Portes de prison très aimables

L’atmosphère oppressante de la prison de Roermond aux Pays-Bas a radicalement changé après avoir été revisitée par le groupe hôtelier Van der Valk. Avec leur fonction (in)hospitalière, les prisons étaient peut-être, moins que d’autres, prédisposées à une reconversion dans l’hôtellerie. Pourtant, le cas de l’Arresthuis de Roermond est loin d’être unique. D’autres geôles ont tourné le dos à l’univers carcéral pour se tourner vers l’accueil haut de gamme. Ainsi, réputé pour son luxe, le groupe canadien Four Seasons n’a pas hésité à s’implanter en 1996 dans une ancienne prison d’Istanbul, il faut dire idéalement située à deux pas de Sainte-Sophie et de Topkapi. Derrière sa façade originelle, une fois passées les lourdes portes d’entrée, le Four Seasons Sultanahmet séduit par sa magnificence, bien loin d’une ambiance à la Midnight Express. Et si les artistes et écrivains fréquentent aujourd’hui l’endroit, ce n’est plus en raison de leurs pensées dissidentes, mais pour leur seul plaisir. À Boston aussi, l’ancienne Charles Street Jail a bien changé depuis le temps où elle comptait parmi ses résidents Malcom X ou Sacco et Vanzetti. Réhabilité et opportunément rebaptisé The Liberty, l’endroit, membre de la Luxury Collection de Starwood Hotels, est devenu un des établissements les plus courus de la ville ; presque une destination en soi.

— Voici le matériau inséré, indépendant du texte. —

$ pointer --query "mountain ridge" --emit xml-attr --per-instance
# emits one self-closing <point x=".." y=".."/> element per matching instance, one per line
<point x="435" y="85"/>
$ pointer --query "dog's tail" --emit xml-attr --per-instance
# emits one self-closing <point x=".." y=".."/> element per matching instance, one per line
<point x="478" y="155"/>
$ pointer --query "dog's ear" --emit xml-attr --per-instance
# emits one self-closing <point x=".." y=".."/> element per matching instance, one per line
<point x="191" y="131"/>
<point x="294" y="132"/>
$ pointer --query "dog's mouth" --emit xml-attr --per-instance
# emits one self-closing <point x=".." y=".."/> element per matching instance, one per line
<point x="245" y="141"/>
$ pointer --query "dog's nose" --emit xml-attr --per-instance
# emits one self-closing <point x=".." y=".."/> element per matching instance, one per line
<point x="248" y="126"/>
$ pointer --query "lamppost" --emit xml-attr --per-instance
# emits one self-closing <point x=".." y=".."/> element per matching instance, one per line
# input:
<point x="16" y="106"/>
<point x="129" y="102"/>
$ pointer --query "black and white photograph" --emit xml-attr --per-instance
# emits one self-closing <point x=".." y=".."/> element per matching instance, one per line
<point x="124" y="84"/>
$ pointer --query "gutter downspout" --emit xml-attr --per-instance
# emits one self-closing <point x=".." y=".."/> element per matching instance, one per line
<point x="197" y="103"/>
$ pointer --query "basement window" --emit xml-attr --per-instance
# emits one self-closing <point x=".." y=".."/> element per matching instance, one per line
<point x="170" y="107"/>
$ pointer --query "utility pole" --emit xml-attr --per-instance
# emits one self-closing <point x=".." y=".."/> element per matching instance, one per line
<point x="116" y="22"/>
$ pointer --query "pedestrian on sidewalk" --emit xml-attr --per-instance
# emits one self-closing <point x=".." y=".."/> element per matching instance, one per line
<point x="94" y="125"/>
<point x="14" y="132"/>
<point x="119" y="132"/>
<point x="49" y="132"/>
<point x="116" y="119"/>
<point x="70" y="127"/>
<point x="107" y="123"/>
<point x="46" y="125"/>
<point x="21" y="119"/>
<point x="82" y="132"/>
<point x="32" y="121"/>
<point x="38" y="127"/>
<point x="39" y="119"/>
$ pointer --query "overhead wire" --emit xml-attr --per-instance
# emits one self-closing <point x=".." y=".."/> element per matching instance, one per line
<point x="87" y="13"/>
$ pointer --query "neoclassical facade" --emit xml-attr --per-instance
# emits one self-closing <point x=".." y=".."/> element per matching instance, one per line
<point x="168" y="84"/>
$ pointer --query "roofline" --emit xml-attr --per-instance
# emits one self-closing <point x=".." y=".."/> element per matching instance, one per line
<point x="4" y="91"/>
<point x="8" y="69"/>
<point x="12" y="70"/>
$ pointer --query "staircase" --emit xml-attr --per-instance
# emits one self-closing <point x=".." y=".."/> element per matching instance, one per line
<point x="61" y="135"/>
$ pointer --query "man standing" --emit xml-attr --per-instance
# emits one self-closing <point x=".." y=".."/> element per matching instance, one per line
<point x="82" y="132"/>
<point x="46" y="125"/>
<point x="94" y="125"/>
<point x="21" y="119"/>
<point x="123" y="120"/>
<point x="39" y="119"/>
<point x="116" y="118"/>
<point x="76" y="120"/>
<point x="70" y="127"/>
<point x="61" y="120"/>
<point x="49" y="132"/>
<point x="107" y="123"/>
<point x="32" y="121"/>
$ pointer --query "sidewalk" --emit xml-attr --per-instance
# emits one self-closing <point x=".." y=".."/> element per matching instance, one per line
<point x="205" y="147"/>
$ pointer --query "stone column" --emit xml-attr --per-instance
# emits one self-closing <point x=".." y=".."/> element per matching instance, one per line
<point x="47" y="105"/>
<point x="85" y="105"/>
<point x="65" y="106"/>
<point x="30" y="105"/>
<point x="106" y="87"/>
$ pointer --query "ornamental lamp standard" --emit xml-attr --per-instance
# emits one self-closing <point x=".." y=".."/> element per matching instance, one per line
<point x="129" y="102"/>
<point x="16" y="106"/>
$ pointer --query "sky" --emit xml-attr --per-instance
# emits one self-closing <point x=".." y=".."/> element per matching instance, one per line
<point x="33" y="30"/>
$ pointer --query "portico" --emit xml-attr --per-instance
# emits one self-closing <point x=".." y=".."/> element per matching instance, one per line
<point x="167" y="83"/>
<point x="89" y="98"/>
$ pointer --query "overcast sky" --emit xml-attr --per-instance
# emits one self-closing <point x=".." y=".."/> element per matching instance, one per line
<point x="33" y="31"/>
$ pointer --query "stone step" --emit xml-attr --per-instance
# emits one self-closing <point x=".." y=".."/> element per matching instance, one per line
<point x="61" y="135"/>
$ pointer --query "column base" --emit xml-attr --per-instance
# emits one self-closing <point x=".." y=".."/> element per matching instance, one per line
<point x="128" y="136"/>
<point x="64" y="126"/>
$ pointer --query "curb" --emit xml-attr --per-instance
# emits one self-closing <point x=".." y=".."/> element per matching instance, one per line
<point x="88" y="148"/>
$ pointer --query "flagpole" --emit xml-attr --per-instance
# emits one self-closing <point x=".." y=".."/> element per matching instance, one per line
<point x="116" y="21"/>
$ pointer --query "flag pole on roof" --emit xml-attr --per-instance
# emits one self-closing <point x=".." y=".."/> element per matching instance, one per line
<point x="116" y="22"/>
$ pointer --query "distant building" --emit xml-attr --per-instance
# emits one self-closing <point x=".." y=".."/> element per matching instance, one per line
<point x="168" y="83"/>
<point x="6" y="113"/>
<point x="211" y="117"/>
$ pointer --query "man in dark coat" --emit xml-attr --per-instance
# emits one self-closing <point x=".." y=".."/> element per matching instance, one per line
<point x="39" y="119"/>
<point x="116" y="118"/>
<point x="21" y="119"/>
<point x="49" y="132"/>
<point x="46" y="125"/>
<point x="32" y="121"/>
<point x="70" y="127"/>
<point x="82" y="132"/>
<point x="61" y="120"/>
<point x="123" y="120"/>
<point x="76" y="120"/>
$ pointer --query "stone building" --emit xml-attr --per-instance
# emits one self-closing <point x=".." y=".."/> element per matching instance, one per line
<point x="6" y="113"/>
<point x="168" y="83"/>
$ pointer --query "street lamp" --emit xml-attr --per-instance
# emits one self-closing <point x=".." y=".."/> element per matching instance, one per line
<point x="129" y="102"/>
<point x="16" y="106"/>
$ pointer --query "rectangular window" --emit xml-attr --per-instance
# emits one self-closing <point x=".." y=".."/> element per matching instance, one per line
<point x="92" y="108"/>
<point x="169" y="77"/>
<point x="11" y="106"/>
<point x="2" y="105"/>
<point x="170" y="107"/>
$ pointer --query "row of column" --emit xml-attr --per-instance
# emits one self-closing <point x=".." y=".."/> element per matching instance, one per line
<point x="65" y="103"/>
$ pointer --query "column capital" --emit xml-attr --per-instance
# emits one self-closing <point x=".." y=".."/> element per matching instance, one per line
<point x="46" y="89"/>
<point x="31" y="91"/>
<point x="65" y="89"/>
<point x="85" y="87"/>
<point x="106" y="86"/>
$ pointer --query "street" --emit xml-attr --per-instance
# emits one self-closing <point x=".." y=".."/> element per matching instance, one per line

À Berlin, l’Hôtel de Rome (Rocco Forte Collection) a reconverti la salle des coffres de l’ancienne Dresdner Bank, en intégrant les colonnes d’époque au sein d’un spa luxueux. Toujours en quête d’expériences pour ses clients, l’hôtellerie investit tour à tour des lieux étonnants. Dans un style plus apaisé, et sans souci d’exhaustivité, les voyageurs d’affaires peuvent jouer les enfants de choeur dans des églises désacralisées – le Sozo à Nantes, l’Hermitage Gantois à Lille, le Martin’s Patershof à Malines –, ou poser leurs valises dans d’anciennes banques – l’Hôtel de Rome à Berlin, le Banke à Paris. Ils peuvent aussi revoir leurs gammes dans une ex-école de musique, depuis qu’en 2011 le conservatoire de musique d’Amsterdam a refait sa vie en hôtel ultra chic. En effet, hébergé dans un bâtiment néo-gothique fin XIXe d’abord conçu pour recevoir le siège de la caisse d’épargne hollandaise, le Design Hotel Conservatorium a été revu dans un style sobre et moderniste par le designer italien Piero Lissoni.

Au Conservatorium d’Amsterdam, le designer Piero Lissoni a suivi une ligne sobre et claire, agrémentée de lumière naturelle, pour créer dans ces murs de brique rouge un établissement au chic moderniste.

Ces réincarnations viennent au service des grandes métropoles et de leur patrimoine. « Il serait dommage, parce qu’ils ne remplissent plus leur fonction, de démolir des lieux qui font partie de l’histoire de la ville. L’homme ne peut pas se détacher de son passé, se couper de ses racines. Cela crée des traumatismes. Pour une ville, c’est pareil. En Europe, le patrimoine architectural a déjà été mis à mal par la Deuxième Guerre mondiale. Alors, arrêtons de le détruire, de le chambouler avec des oeuvres coup-de-poing, et faisons le plutôt évoluer vers les envies d’aujourd’hui », pense Jacques Cholet, du cabinet DTACC qui s’est spécialisé dans ce type de projet depuis une vingtaine d’années.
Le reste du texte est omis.